From: Arlo Bensinger (ajb102@psu.edu)
Date: Thu Jul 14 2005 - 20:20:28 BST
MSH, Reiner, Scott, Ham, All,
>However, my thinking is that such a transcendent source is
>inaccessible to us via scientific and even philosophical
>investigation. I think Pirsig would agree with this, which is why,
>in ZMM, he simply states that Quality is the source, making no
>attempt to prove it.
One of my favorite parts from ZMM is: "In our highly complex organic state
we advanced organisms respond to our environment with an invention of many
marvelous analogues. We invent earth and heavens, trees, stones and oceans,
gods, music, arts, language, philosophy, engineering, civilization and
science. We call these analogues reality. And they are reality. We
mesmerize our children in the name of truth into knowing that they are
reality. We throw anyone who does not accept these analogues into an insane
asylum. But that which causes us to invent the analogues is Quality.
Quality is the continuing stimulus which our environment puts upon us to
create the world in which we live. All of it. Every last bit of it.

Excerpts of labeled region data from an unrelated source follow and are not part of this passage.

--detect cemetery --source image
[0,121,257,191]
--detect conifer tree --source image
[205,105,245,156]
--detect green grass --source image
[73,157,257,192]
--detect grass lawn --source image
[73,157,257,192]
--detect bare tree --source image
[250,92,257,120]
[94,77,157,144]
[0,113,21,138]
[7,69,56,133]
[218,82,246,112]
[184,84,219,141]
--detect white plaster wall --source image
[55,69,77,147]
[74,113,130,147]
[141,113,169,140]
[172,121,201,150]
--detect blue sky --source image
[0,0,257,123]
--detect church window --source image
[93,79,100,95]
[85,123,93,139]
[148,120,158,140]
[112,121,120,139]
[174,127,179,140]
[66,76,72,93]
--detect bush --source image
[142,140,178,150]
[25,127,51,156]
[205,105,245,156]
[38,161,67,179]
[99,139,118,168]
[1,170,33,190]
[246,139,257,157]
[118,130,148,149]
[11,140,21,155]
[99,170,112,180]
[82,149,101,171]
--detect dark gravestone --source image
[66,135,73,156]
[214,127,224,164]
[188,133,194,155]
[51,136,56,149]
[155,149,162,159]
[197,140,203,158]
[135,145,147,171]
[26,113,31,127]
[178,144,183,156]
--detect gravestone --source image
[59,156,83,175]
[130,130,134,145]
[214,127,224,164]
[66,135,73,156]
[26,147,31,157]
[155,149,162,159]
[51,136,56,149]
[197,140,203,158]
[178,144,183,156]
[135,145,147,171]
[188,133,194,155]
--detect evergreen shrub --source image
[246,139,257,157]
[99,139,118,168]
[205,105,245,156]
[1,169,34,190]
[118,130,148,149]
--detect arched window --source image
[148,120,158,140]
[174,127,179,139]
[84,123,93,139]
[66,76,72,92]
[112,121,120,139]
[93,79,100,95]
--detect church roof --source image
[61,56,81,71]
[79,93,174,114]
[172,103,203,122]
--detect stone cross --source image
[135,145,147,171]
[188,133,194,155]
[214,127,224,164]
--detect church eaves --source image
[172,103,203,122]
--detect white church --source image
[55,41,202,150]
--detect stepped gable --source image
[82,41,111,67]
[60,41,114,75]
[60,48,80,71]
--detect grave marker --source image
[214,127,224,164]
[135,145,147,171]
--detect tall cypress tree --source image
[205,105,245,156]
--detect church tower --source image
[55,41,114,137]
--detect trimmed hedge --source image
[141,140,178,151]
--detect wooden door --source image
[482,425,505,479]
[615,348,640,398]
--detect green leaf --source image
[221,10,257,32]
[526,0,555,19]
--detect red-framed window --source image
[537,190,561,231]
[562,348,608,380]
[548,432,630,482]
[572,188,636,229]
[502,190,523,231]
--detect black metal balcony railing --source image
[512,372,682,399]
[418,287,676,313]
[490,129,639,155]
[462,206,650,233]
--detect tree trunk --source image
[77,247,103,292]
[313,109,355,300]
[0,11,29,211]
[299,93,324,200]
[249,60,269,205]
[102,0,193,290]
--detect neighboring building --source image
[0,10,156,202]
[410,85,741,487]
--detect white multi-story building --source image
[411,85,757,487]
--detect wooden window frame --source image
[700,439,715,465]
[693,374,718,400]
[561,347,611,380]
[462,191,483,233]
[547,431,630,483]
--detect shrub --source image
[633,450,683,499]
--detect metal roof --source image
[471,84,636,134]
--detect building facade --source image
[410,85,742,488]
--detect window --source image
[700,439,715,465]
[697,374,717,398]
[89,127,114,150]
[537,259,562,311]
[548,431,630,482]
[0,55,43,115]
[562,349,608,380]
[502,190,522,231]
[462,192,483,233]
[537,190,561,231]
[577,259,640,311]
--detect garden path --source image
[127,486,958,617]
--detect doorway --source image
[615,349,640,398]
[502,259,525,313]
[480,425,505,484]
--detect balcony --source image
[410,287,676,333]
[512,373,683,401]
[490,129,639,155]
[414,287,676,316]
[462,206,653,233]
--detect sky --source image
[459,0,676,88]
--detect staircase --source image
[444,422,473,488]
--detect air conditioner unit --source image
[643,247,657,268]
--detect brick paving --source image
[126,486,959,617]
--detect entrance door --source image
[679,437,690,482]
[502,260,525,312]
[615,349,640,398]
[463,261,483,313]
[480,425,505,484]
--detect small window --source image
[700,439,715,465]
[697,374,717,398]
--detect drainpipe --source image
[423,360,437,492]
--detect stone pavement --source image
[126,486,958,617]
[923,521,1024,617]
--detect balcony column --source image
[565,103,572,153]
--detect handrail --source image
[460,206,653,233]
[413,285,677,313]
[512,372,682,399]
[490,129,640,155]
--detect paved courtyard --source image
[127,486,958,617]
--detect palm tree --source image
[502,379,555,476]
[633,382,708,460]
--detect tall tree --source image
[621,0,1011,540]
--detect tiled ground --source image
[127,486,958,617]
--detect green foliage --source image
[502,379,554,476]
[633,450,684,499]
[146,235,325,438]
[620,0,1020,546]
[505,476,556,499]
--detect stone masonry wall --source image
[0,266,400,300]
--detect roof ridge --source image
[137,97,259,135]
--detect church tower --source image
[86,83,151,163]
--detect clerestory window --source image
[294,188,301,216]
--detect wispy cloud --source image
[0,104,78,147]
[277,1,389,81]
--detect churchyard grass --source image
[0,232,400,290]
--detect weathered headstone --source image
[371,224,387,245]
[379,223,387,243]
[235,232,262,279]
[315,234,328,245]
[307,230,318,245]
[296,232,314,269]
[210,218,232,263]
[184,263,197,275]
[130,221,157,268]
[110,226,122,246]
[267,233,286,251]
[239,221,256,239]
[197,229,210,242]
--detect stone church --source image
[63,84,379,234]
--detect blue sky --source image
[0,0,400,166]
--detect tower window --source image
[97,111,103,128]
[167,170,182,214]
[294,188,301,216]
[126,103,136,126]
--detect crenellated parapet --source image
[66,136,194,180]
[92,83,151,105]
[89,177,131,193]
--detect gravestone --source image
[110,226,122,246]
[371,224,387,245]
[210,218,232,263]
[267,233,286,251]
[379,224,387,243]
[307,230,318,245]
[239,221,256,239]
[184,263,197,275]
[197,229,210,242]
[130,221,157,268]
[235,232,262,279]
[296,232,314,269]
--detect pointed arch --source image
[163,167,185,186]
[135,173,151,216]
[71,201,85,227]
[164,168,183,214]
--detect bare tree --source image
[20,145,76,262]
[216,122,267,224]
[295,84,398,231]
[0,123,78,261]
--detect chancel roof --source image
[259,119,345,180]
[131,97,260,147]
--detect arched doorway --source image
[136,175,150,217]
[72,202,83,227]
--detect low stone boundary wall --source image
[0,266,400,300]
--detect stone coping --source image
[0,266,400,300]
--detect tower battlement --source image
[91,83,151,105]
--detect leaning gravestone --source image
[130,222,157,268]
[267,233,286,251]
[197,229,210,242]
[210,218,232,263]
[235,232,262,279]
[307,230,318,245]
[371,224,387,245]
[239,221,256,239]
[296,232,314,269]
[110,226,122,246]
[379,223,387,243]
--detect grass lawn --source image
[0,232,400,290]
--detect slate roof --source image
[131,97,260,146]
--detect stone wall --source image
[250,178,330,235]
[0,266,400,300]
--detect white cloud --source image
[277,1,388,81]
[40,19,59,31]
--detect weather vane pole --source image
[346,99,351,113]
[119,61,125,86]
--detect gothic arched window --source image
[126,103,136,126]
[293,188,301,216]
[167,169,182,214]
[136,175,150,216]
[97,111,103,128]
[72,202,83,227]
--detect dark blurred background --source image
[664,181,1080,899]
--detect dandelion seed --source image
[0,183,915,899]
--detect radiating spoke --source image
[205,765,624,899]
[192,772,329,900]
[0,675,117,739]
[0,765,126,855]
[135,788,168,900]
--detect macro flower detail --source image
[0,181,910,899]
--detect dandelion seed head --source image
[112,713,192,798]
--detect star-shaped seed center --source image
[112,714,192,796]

Now, to take that which has caused us to create the world, and include it
within the world we have created, is clearly impossible. That is why
Quality cannot be defined. If we do define it we are defining something
less than Quality itself."
He continues to explain: "Religion isn't invented by man. Men are invented
by religion. Men invent responses to Quality, and among these responses is
an understanding of what they themselves are. You know something and then
the Quality stimulus hits and then you try to define the Quality stimulus,
but to define it all you've got to work with is what you know. So your
definition is made up of what you know. It's an analogue to what you
already know. It has to be. It can't be anything else. And the mythos grows
this way. By analogies to what is known before. The mythos is a building of
analogues upon analogues upon analogues. These fill the collective
consciousness of all communicating mankind. Every last bit of it."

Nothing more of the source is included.